Opinion
June 25, 1970.
Appeal from the Supreme Court, Onondaga County, HENRY A. HUDSON, J.
Oot, Greene, Setright Moore ( Victor A. Hershdorfer of counsel), for appellant. Kiley, Feldmann, Whalen, Fuller Devine ( William D. Kiley of counsel), for respondents.
Defendant Central School District appeals from so much of an order as denied its motion to dismiss the infant plaintiff's action on the ground that it was barred by the one-year and 90-day Statute of Limitations contained in subdivision 1 of section 50-i Gen. Mun. of the General Municipal Law.
The complaint alleges that plaintiff was injured on August 30, 1964, when he fell into an excavation which existed on property owned by defendant during the course of repair and renovation of school premises, and that timely notice of claim was served on the school district on November 17, 1964, within 90 days after the claim arose. Actions by the infant and his father were not commenced until September 24, 1968, 4 years and 25 days after the accident. Upon motion by defendant, the father's action was dismissed as barred by subdivision 1 of section 50-i Gen. Mun. of the General Municipal Law and no appeal has been taken from that determination. Appellant asserts that the same disposition should have been made of the infant's action.
The Appellate Divisions for the Second and Third Departments have held that the infancy tolling provisions of CPLR 208 are available to a plaintiff maintaining an action against a municipality, and that the provision of subdivision 2 of section 50-i Gen. Mun. of the General Municipal Law that "This section shall be applicable notwithstanding any inconsistent provisions of law, general, special or local, or any limitation contained in the provisions of any city charter", does not vary this result. ( Abbatemarco v. Town of Brookhaven, 26 A.D.2d 664; La Fave v. Town of Franklin, 20 A.D.2d 738.) We concur in these conclusions.
In Russo v. City of New York ( 258 N.Y. 344) the Court of Appeals held that there is a distinction between the statutory requirement for the timely service of notice of claim against a municipality and the limitation period for commencing an action against the municipality. The first, which is intended to give the municipality prompt notice of the accident and to extend to it an opportunity to make timely investigation, is not suspended during infancy; the latter is not a statute of limitation which runs during infancy, for the time of disability by reason of infancy is not a part of the time limited for the commencement of the action.

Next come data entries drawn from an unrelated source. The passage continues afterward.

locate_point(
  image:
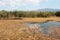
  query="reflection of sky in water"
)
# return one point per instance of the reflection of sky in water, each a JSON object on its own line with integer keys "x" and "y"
{"x": 44, "y": 26}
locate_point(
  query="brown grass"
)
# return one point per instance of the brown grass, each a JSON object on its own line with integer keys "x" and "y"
{"x": 16, "y": 30}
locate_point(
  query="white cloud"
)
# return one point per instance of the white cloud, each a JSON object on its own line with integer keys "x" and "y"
{"x": 14, "y": 3}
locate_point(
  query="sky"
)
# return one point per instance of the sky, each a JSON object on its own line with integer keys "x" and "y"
{"x": 28, "y": 4}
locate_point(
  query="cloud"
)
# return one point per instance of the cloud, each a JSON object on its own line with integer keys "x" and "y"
{"x": 19, "y": 3}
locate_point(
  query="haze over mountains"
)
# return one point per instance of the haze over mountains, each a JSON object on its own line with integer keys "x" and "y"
{"x": 48, "y": 10}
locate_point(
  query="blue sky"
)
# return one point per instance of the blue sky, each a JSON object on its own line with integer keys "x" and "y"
{"x": 28, "y": 4}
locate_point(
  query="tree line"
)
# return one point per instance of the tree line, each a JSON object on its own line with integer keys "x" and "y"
{"x": 18, "y": 14}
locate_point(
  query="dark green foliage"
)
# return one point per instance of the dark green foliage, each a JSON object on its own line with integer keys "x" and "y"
{"x": 57, "y": 14}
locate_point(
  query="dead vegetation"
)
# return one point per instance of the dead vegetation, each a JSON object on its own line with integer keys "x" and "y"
{"x": 15, "y": 30}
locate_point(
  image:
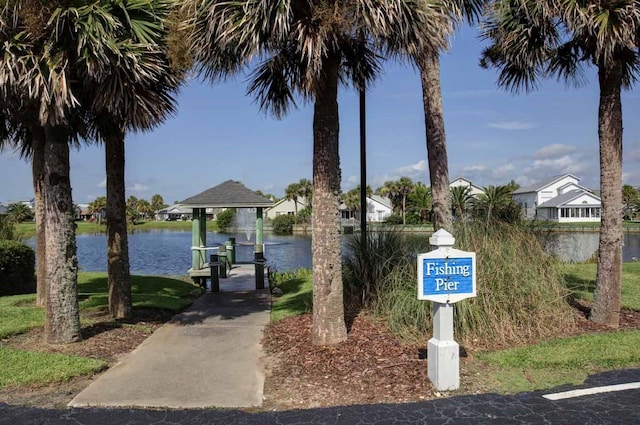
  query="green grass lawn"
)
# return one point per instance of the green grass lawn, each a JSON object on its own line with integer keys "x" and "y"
{"x": 28, "y": 229}
{"x": 571, "y": 360}
{"x": 581, "y": 281}
{"x": 545, "y": 365}
{"x": 19, "y": 313}
{"x": 296, "y": 296}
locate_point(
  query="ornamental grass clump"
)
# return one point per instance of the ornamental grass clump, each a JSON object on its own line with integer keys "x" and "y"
{"x": 521, "y": 295}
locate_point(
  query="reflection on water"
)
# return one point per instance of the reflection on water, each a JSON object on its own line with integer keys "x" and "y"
{"x": 167, "y": 252}
{"x": 579, "y": 247}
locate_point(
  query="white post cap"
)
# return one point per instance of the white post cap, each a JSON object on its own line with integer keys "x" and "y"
{"x": 442, "y": 239}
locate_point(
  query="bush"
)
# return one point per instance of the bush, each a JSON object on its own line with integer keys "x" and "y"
{"x": 8, "y": 230}
{"x": 393, "y": 219}
{"x": 225, "y": 220}
{"x": 283, "y": 224}
{"x": 17, "y": 268}
{"x": 368, "y": 262}
{"x": 521, "y": 295}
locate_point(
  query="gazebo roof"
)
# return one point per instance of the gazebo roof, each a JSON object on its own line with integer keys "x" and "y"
{"x": 229, "y": 194}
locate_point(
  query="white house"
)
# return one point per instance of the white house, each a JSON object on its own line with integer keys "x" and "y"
{"x": 176, "y": 212}
{"x": 286, "y": 207}
{"x": 461, "y": 181}
{"x": 559, "y": 198}
{"x": 378, "y": 209}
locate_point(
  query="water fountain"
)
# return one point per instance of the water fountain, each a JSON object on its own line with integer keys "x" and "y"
{"x": 245, "y": 221}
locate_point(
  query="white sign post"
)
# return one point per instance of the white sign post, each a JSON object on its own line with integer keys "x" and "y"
{"x": 445, "y": 276}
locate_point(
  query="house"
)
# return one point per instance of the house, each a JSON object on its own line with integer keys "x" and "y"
{"x": 461, "y": 181}
{"x": 174, "y": 212}
{"x": 286, "y": 207}
{"x": 378, "y": 209}
{"x": 559, "y": 198}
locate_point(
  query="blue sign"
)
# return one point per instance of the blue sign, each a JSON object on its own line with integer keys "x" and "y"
{"x": 447, "y": 276}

Nothing contained in subdivision 2 of section 50-i Gen. Mun. of the General Municipal Law compels a conclusion that this distinction has been obliterated. The statute reflects "only a legislative intent to supersede the numerous specific statutes that preceded section 50-i and not to eliminate the applicability of section 60 [now CPLR 208]. The legislative history and the phraseology utilized reveals no other purport" ( La Fave v. Town of Franklin, 20 A.D.2d 738). CPLR 208 is not "inconsistent" with the one-year and 90-day period fixed for commencing tort actions against municipalities; it is simply an ameliorative provision which relieves infants and others within its benefit from the harsh results which might otherwise follow from the disabilities there embraced. In Zeitler v. City of Rochester ( 32 A.D.2d 728) we recognized that subdivision 2 of section 50-i does not render inoperative all provisions of CPLR article 2 which would in effect permit the maintenance of an action against a municipality without service of process on it within the one-year and 90-day period prescribed by subdivision 1 of section 50-i. We now take this opportunity to express our concurrence with the Appellate Divisions of the Second and Third Departments and state that an infant is entitled to the tolling provisions of CPLR 208 in passing upon the timeliness under subdivision 1 of section 50-i Gen. Mun. of the General Municipal Law of an action against a municipality.
The case of Erickson v. Town of Henderson ( 30 A.D.2d 282) cited by appellant is not authority for reversal of the order being reviewed. There, this court was construing the provisions of section 50-i as they applied to a wrongful death action; there was no question of the applicability of CPLR 208 to an infant's action.
The order should be affirmed.
GOLDMAN, P.J., WITMER, GABRIELLI and BASTOW, JJ., concur.
Order insofar as appealed from, unanimously affirmed, with costs.